Anak Pahlawan

333 26 4
                                    

Sudah seminggu, dan mudah saja bagi Naruto untuk merindukan rumahnya di utara; harum udara dingin yang menusuk, harum buah-buahan segar yang baru dipanen sebelum masuk bok-bok, dan kekontrasan warna rumput serta tumbuhan di atas ladang yang baru diolah. Apa saja dari sana makin membayang-bayanginya, padahal masih sebentar—belum sebulan, belum setahun, belum empat tahun. Kalau saja bepergian antar wilayah mudah dilakukan, Naruto pasti bakal merencanakan pulang pada akhir pekan.

Sekarang jam istirahat, baru saja bel dibunyikan. Naruto langsung berdiri dan melangkah keluar kelas, setelah guru Rin yang juga menghilang di koridor. Ia kagum pada sosok wali kelasnya tersebut, menepiskan pikirannya yang sempat muncul pada awal masuk ke sekolah ini minggu lalu—anggapan tidak ada orang yang cukup ramah nan bersahabat.

Yah, mungkin Naruto memang terlalu berlebihan memikirkan situasi di Kota lain. Nyatanya ada orang-orang yang punya sikap menyenangkan, yang cocok dengannya.

"Kau tidak ke kantin?"

Seperti mereka, para perempuan kelas Healing. Walaupun kurang tepat juga kalau disebut kecocokan.

"Sebentar lagi." Naruto mengulas senyum biasa, cuma sekejap. Mereka membalas seadanya pula sebelum melangkahi koridor lagi.

Yang satu bernama Sakura, memang ceria sekali bak musim semi—sewarna musim semi. Satunya lagi Karin, Uzumaki. Yang kontan terkejut ketika berkenalan dengan Naruto waktu itu, mengetahui ia memiliki marga yang sama. Tapi Naruto menjawab bahwa itu kebetulan, semata-mata kesamaan marga yang umum terjadi. Dan bagusnya perempuan itu percaya-percaya saja.

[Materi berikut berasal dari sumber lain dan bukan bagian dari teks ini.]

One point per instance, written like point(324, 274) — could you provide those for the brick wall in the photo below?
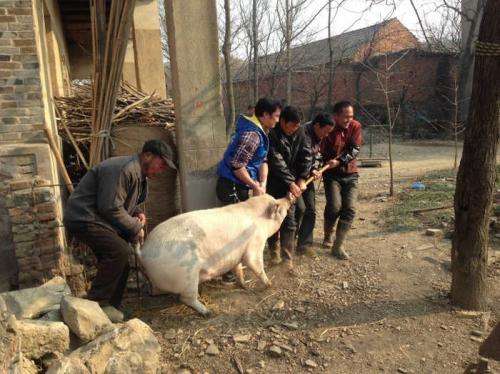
point(21, 109)
point(426, 78)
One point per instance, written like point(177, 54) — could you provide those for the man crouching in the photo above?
point(103, 212)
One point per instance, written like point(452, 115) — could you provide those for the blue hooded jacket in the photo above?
point(244, 124)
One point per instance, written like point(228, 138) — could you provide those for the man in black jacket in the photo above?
point(315, 130)
point(289, 160)
point(103, 212)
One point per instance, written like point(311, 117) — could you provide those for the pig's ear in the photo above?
point(271, 211)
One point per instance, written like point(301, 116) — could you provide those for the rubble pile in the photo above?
point(46, 329)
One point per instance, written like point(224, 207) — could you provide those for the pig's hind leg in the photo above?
point(190, 297)
point(240, 277)
point(254, 259)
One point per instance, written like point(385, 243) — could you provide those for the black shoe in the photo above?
point(228, 278)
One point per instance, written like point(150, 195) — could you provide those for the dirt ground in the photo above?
point(385, 310)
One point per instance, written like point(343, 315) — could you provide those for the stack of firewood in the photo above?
point(74, 114)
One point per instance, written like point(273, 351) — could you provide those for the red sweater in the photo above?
point(338, 142)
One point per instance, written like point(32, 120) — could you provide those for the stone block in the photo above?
point(23, 198)
point(129, 348)
point(26, 249)
point(84, 317)
point(41, 337)
point(44, 217)
point(48, 207)
point(24, 237)
point(43, 196)
point(29, 263)
point(32, 302)
point(21, 184)
point(23, 229)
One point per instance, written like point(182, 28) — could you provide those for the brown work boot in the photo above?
point(287, 239)
point(340, 235)
point(328, 229)
point(306, 250)
point(274, 250)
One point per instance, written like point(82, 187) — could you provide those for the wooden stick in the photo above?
point(59, 159)
point(418, 211)
point(310, 179)
point(72, 140)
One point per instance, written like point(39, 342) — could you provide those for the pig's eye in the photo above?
point(271, 211)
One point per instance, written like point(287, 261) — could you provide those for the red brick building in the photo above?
point(418, 80)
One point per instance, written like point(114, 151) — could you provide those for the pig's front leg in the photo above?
point(254, 259)
point(238, 271)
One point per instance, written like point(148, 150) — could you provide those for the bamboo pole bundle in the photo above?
point(108, 65)
point(74, 113)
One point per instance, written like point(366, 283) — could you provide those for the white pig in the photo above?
point(194, 247)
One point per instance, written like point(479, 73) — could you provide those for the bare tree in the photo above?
point(454, 125)
point(383, 76)
point(255, 49)
point(227, 62)
point(294, 28)
point(472, 17)
point(476, 174)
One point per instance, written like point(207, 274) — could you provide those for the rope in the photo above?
point(487, 49)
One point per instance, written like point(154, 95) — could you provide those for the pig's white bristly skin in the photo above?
point(197, 246)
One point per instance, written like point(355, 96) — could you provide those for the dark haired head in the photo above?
point(291, 114)
point(265, 105)
point(323, 119)
point(339, 107)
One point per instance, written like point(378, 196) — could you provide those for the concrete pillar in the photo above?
point(143, 65)
point(196, 86)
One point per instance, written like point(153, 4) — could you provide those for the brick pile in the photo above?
point(35, 230)
point(21, 109)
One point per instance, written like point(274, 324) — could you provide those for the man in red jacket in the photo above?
point(341, 148)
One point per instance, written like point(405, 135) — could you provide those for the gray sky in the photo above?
point(357, 8)
point(354, 14)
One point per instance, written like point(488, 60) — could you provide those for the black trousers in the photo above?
point(111, 252)
point(341, 194)
point(229, 192)
point(305, 216)
point(287, 230)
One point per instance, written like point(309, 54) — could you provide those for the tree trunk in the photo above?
point(455, 122)
point(476, 175)
point(466, 60)
point(226, 48)
point(329, 102)
point(288, 42)
point(255, 48)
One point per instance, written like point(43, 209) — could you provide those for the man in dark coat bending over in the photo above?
point(290, 159)
point(103, 212)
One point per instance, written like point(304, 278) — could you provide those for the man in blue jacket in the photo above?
point(244, 165)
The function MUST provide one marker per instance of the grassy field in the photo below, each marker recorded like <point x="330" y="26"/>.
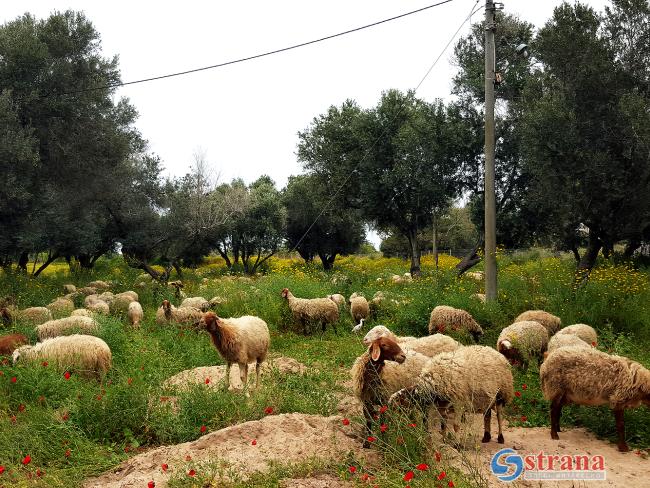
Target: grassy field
<point x="74" y="428"/>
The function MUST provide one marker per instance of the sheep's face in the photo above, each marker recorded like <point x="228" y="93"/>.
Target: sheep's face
<point x="386" y="349"/>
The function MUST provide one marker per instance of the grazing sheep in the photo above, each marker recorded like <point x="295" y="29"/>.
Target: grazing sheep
<point x="35" y="315"/>
<point x="240" y="340"/>
<point x="196" y="302"/>
<point x="472" y="378"/>
<point x="359" y="308"/>
<point x="85" y="354"/>
<point x="550" y="321"/>
<point x="308" y="310"/>
<point x="523" y="341"/>
<point x="135" y="313"/>
<point x="587" y="376"/>
<point x="564" y="340"/>
<point x="583" y="331"/>
<point x="9" y="342"/>
<point x="65" y="326"/>
<point x="445" y="318"/>
<point x="61" y="307"/>
<point x="375" y="379"/>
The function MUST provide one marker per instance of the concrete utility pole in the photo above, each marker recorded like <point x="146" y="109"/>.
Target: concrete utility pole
<point x="490" y="198"/>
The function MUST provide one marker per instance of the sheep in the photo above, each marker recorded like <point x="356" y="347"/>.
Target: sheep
<point x="359" y="308"/>
<point x="9" y="342"/>
<point x="587" y="376"/>
<point x="196" y="302"/>
<point x="86" y="354"/>
<point x="135" y="313"/>
<point x="523" y="341"/>
<point x="428" y="345"/>
<point x="444" y="317"/>
<point x="375" y="380"/>
<point x="61" y="307"/>
<point x="583" y="331"/>
<point x="64" y="326"/>
<point x="35" y="315"/>
<point x="551" y="322"/>
<point x="304" y="310"/>
<point x="472" y="378"/>
<point x="240" y="340"/>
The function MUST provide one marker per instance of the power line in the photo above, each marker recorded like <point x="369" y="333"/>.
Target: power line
<point x="473" y="10"/>
<point x="256" y="56"/>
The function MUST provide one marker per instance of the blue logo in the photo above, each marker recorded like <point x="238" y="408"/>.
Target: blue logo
<point x="505" y="461"/>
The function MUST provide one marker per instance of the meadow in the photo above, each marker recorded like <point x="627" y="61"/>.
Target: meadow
<point x="57" y="431"/>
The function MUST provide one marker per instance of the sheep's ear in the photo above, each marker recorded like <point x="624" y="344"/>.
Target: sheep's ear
<point x="375" y="351"/>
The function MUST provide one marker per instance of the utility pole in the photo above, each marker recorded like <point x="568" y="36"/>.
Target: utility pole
<point x="489" y="195"/>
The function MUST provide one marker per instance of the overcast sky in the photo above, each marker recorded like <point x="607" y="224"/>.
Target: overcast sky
<point x="246" y="116"/>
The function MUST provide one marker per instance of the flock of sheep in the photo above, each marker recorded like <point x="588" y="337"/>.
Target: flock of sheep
<point x="430" y="373"/>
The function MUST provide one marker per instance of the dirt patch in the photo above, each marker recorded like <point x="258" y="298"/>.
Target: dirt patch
<point x="214" y="376"/>
<point x="245" y="448"/>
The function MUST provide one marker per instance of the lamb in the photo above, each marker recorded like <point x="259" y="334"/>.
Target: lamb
<point x="35" y="315"/>
<point x="583" y="331"/>
<point x="64" y="326"/>
<point x="86" y="354"/>
<point x="359" y="308"/>
<point x="444" y="317"/>
<point x="135" y="313"/>
<point x="9" y="342"/>
<point x="472" y="378"/>
<point x="240" y="340"/>
<point x="550" y="321"/>
<point x="587" y="376"/>
<point x="305" y="310"/>
<point x="375" y="379"/>
<point x="196" y="302"/>
<point x="523" y="341"/>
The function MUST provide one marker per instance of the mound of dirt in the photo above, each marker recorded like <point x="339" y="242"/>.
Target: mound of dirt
<point x="244" y="448"/>
<point x="213" y="376"/>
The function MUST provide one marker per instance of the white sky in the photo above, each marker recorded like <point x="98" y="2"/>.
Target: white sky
<point x="246" y="116"/>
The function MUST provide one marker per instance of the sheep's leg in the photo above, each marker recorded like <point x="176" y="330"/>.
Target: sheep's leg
<point x="619" y="414"/>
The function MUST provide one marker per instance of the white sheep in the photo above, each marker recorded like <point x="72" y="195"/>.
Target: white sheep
<point x="308" y="310"/>
<point x="240" y="340"/>
<point x="444" y="318"/>
<point x="376" y="375"/>
<point x="65" y="326"/>
<point x="471" y="379"/>
<point x="550" y="321"/>
<point x="135" y="313"/>
<point x="587" y="376"/>
<point x="359" y="308"/>
<point x="81" y="353"/>
<point x="523" y="341"/>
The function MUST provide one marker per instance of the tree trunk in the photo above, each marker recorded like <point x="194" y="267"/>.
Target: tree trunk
<point x="588" y="260"/>
<point x="415" y="253"/>
<point x="471" y="259"/>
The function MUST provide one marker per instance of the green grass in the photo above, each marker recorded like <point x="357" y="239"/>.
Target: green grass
<point x="43" y="415"/>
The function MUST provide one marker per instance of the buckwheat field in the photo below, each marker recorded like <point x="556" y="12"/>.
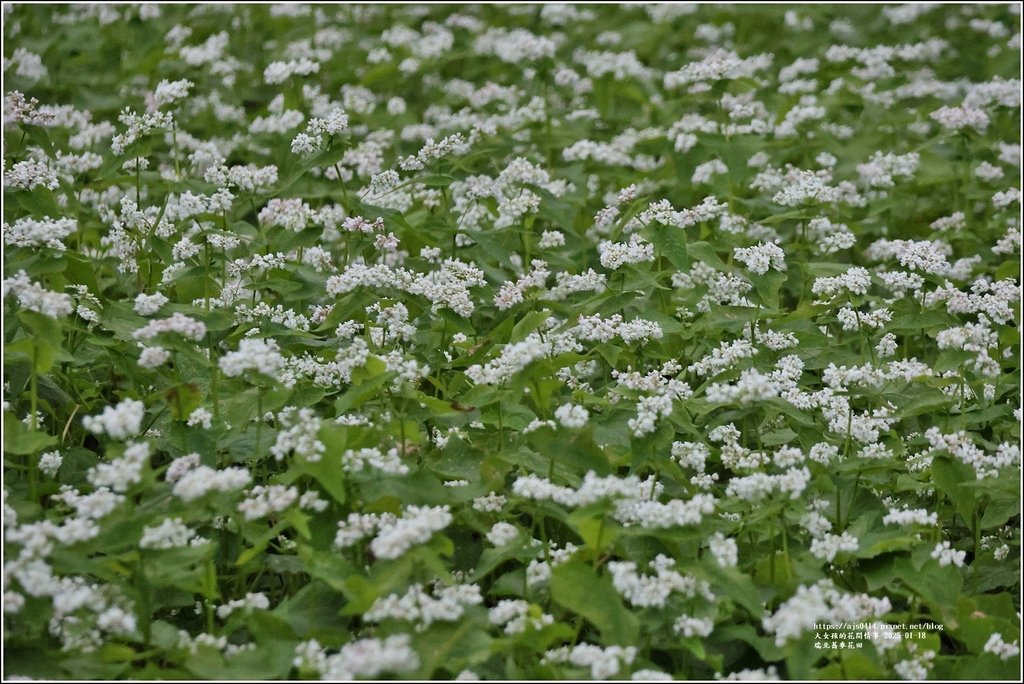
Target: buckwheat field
<point x="511" y="342"/>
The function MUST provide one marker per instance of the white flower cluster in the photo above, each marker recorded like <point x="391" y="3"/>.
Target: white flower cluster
<point x="366" y="658"/>
<point x="37" y="298"/>
<point x="120" y="422"/>
<point x="279" y="72"/>
<point x="761" y="257"/>
<point x="653" y="590"/>
<point x="597" y="328"/>
<point x="396" y="535"/>
<point x="46" y="231"/>
<point x="298" y="434"/>
<point x="910" y="516"/>
<point x="192" y="480"/>
<point x="946" y="555"/>
<point x="441" y="604"/>
<point x="637" y="250"/>
<point x="178" y="324"/>
<point x="253" y="354"/>
<point x="603" y="663"/>
<point x="262" y="501"/>
<point x="997" y="645"/>
<point x="516" y="615"/>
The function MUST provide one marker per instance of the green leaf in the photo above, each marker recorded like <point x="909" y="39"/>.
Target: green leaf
<point x="576" y="587"/>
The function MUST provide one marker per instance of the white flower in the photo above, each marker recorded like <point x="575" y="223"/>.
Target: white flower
<point x="120" y="422"/>
<point x="571" y="416"/>
<point x="946" y="555"/>
<point x="252" y="354"/>
<point x="502" y="533"/>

Uzumaki adalah salah satu dari sekian klan besar yang punah, terbabat habis selama perang saudara. Mereka bukan klan sihir, tapi rata-rata anggota yang bisa sihir cukup terkenal kuat pada masa itu. Senju juga termasuk klan yang berakhir tragis bak daun musim gugur yang meluruh rontok, mati satu-persatu sebelum masa damai. Tepatnya sesaat menjelang masa damai, anggota klan yang merupakan penyihir kuat nan aktif makin berkurang. Hingga sekarang kalaupun ada orang yang berdarah Senju, mereka bukan penyihir.

"Kau masih suka makan siang saat semenit sebelum bel masuk, atau kau ikut denganku sekarang," seorang murid dari kelas Dimension, menawari ajakan—setengah memerintah itu kepada Naruto. Dia lelaki, tinggi dan berkulit putih pucat. Rambutnya sehitam arang, matanya lebih hitam dari itu. Wajahnya datar tapi nampak dingin sekali, tak mau repot-repot mengendurkan alis dan menarik sedikit sudut bibirnya.

"Kau dikerubungi gadis, aku malas." Naruto menanggapi dengan dengusan. Lebih baik jadi lebah ketimbang madu, lebih baik lagi kalau musang hutan nan penyendiri. Tapi sekalipun sikap lelaki itu mirip-mirip musang beringas, anehnya tetap saja dikerubungi lebah—populer.

"Ya sudah," lelaki itu pergi meninggalkan Naruto.

Yang sebenarnya paling sering bersama perempuan adalah siapa?

Namun ternyata Naruto menjajarinya sebelum jauh dari lima meter. "Aku makan di cafe."

"Kau kira aku butuh teman?" Jawab si murid Dimension. Entah bagaimana mulanya lelaki itu jadi sasaran ucapan sarkastis Naruto, yang kontan menjadikan mereka jadi teman akrab—bukan keakraban yang normal.

Dia adalah Sasuke Uchiha, anak dari kepala klan peranakan penyihir asli Senjata Langit ilusi. Mestinya mengingat afinitas klan mereka yang kebanyakan pencipta badai api dan sihir ilusi, Sasuke alih-alih masuk kelas Sorcery atau Phantom justru memilih Dimension. Tapi itu tak mengherankan, ada beberapa anggota Uchiha yang mahir teleportasi. Barangkali si bungsu itu memang tertarik.

Suasana di luar; di halaman, di taman, di bangku-bangku bawah pohon serta sebelah semak-semak boxwood yang dibentuk elok ... sangat hidup berkat murid-murid yang duduk di sana. Angin musim semi yang makin menghangat membuat mereka merasa nyaman untuk berada di luar.